The Kumtor Mine area is dominated by several major thrust sheets with an inverted age relationship. The dominant structural direction is northeast southwest (D 4), with moderate dips to the southeast. Each thrust sheet contains older rocks than the sheet it structurally overlies. Four major structural sheets (zones), stacked upon one another, and bounded by long-lived faults that were active repeatedly, have been identified, as follows:

* Zone 0 consists of Cambro-Ordovician limestone and phyllite, thrust over Tertiary sediments of possible continental derivation that in turn rest on Carboniferous clastic sediments with apparent profound unconformity;
* Zone 1 constitutes the KFZ, whose upper limit is the Upper Kumtor Fault. The KFZ is generally a dark-grey to black, graphitic gouge zone. The KFZ strikes northeasterly, dips to the southeast at moderate angles and has a width of up to several hundred metres. The adjacent rocks in its hanging wall are strongly affected by shearing and faulting for a distance of up to several hundred metres;
* Zone 2 includes the mineralization which is hosted by Vendian meta-sediments, grey carbonaceous quartz-sericite-chlorite schists or phyllites that are strongly folded and schistose, with a large proportion of faulted and sheared rocks. Zone 2 is delimited in the footwall by the Upper Kumtor Fault and in the hanging wall by the Lysii Fault. It appears that the mineralizing event, itself multi-phase, has healed some of the earlier brittle features within Zone 2;
* Zone 3 consists of phyllites, also of Vendian age, that show several phases of folding. Zone 3 is sub-divided into three units based on the orientation of the foliation. The dip of the schistosity is shallow to steep to the southeast in the Zone 3A and 3C rocks, and steep to the northwest in the Zone 3B rocks. The subsequent brittle deformation is less strongly developed compared to Zones 1 and 2. Zone 3 is sub-divided into three units based on the orientation of the foliation. Zone 3 is important for the pit slope stability discussed in Section 16 because of the development of the D3 and the D4 back-thrust faults within the zone.

It is important to note that most fault structures in the area are persistent, with thick gouge or tectonic breccia and are therefore potential failure surfaces. This is attributed to D 4 reactivation of pre-existing faults.

The main structures of the Central Deposit are also present in the Southwest and Sarytor Deposits.
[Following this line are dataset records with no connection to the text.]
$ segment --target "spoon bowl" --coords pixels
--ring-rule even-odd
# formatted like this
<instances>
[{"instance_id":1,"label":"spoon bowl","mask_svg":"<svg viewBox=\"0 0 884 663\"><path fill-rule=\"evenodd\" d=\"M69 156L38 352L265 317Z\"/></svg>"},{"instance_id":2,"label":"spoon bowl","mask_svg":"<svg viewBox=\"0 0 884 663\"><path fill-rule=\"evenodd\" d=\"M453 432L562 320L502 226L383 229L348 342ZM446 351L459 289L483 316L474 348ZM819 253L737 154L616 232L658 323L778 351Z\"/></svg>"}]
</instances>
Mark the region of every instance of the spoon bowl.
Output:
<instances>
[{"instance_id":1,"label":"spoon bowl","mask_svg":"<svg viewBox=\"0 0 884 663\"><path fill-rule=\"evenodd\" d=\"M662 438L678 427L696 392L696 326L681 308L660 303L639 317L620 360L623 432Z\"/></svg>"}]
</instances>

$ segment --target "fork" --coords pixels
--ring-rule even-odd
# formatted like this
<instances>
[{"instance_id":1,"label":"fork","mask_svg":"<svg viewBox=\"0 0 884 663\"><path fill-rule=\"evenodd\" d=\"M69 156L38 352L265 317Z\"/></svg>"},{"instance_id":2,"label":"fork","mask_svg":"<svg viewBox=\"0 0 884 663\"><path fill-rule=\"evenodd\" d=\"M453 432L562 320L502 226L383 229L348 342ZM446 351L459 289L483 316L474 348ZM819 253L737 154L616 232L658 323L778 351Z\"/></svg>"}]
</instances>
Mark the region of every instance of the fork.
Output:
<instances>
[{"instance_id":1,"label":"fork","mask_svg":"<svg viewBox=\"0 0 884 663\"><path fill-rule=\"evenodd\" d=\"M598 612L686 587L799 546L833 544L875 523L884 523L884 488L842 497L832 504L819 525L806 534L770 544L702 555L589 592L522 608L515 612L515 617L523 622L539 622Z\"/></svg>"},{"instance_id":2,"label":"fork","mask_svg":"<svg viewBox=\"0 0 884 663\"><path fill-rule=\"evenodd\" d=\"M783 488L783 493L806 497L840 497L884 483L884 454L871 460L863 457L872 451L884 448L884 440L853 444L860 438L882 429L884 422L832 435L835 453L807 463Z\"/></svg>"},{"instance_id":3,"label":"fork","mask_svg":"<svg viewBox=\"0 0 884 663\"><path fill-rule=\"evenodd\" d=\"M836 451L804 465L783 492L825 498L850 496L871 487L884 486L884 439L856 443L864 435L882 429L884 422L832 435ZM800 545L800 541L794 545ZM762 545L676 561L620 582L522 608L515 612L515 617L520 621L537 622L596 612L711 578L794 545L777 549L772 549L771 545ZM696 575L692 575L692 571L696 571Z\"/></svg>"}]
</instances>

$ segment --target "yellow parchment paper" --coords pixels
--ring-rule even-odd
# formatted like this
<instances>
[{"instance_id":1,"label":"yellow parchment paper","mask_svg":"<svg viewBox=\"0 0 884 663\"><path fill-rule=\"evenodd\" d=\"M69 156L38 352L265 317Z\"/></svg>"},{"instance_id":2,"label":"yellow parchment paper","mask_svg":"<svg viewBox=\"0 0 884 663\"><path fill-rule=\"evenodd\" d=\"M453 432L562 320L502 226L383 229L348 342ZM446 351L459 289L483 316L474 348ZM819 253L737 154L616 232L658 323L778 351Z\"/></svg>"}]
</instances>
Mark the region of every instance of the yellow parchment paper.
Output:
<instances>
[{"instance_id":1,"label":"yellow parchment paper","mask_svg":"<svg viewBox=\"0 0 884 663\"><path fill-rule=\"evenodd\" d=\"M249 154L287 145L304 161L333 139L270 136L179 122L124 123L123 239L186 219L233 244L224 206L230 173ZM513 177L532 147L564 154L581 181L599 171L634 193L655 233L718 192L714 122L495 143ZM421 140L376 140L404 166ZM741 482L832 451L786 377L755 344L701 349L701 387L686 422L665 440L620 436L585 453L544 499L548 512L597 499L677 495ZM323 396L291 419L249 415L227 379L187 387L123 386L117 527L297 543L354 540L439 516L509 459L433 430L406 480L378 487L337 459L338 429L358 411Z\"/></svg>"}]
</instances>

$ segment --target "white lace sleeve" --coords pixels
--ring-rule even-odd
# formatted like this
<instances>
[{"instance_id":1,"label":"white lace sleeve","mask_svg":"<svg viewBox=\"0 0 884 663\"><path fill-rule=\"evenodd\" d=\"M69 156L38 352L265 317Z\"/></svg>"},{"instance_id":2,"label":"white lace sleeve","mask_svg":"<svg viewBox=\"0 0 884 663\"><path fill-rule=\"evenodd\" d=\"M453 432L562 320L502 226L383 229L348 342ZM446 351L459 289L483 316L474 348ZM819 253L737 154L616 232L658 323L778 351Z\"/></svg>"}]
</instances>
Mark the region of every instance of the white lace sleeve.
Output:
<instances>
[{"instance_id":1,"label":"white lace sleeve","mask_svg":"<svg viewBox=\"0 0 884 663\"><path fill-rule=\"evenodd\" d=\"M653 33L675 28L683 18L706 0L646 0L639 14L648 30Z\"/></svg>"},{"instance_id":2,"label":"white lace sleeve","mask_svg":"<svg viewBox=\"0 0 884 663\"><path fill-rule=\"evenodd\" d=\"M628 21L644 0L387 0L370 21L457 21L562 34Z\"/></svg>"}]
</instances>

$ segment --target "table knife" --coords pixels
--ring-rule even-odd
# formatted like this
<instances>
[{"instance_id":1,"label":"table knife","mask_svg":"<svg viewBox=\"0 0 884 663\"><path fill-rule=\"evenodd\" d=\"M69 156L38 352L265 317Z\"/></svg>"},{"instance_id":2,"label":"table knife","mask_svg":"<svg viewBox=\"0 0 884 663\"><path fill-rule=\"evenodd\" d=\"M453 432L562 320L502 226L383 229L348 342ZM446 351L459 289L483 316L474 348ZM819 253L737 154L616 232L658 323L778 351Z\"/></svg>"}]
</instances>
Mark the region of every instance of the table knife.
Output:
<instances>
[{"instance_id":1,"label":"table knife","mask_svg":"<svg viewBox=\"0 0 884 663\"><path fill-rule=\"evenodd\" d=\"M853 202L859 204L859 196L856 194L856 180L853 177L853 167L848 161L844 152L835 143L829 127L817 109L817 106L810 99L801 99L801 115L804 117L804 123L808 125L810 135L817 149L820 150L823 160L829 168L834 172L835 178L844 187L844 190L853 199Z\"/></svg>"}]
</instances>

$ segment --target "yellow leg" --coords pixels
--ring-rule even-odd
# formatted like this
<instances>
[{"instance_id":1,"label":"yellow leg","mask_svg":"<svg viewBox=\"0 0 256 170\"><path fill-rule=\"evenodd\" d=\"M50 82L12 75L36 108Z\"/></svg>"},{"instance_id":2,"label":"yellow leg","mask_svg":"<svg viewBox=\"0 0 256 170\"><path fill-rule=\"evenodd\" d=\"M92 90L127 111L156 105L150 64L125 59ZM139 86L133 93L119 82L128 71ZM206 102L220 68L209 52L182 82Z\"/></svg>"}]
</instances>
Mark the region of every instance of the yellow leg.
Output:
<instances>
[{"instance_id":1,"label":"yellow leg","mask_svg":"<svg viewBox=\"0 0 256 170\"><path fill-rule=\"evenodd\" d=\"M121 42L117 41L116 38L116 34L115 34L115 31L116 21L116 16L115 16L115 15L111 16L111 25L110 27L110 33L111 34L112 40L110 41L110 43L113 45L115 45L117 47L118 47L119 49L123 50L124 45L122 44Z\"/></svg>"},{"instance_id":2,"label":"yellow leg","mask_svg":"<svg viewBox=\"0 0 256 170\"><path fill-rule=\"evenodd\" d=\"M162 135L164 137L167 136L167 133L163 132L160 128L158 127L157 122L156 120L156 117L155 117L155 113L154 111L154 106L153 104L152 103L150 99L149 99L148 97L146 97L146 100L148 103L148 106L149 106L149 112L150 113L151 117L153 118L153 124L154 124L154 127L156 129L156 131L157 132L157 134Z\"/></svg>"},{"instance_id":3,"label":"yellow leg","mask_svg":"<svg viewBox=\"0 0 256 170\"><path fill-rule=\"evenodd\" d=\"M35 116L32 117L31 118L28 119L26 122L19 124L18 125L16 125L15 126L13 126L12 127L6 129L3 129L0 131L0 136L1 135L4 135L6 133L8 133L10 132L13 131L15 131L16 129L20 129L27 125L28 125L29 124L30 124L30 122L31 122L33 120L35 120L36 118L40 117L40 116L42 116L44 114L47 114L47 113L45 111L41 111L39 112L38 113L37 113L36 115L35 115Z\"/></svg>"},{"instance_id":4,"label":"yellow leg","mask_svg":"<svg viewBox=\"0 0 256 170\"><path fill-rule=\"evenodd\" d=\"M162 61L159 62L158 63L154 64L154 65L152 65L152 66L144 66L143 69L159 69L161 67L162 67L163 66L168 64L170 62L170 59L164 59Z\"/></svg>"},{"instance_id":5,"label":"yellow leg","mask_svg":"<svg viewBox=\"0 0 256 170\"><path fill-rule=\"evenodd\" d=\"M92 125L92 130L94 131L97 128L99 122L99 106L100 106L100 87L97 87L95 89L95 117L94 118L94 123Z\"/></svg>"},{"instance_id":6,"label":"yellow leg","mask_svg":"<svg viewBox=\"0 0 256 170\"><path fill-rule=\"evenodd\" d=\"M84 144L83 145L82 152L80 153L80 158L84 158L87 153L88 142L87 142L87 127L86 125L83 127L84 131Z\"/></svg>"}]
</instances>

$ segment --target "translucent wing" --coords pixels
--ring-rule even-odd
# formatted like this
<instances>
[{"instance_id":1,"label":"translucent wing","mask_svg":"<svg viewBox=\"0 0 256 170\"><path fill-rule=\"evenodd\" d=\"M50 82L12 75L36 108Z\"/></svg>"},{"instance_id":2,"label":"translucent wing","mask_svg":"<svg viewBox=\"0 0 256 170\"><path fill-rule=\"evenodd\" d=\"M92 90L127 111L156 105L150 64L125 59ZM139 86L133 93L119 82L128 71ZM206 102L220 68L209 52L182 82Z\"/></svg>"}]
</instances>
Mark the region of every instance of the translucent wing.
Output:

The main thrust faults at Sarytor strike E-W, and the faults and S 1 schistosity along with the mineralized zones have a shallow southerly dip. The structures are truncated in the west, with Zone 0 juxtaposed against a steep NNE SSW trending fault. This fault is strike-slip in nature indicating a D 3 origin, and is likely the over-steepened continuation of the Lower Kumtor Fault, which separates Zones 0 and 1 in the Central Pit area. The E-W orientation of thrust faults with a southerly dip is a function of D 3 deformation, with limited overprinting by the D 4 structural event.

Structures start to swing to a NE-SW trend as they continue eastward into the Southwest Deposit area, where there is a strong D 4 structural overprint. This D 4 overprint can be traced northward into the Central Pit and thus the structural make up of the Southwest Deposit is more like that of the Central Pit than the Sarytor Deposit. These observations indicate that the D 3 structures were rotated into a NE-SW trend by the D 4 structural event.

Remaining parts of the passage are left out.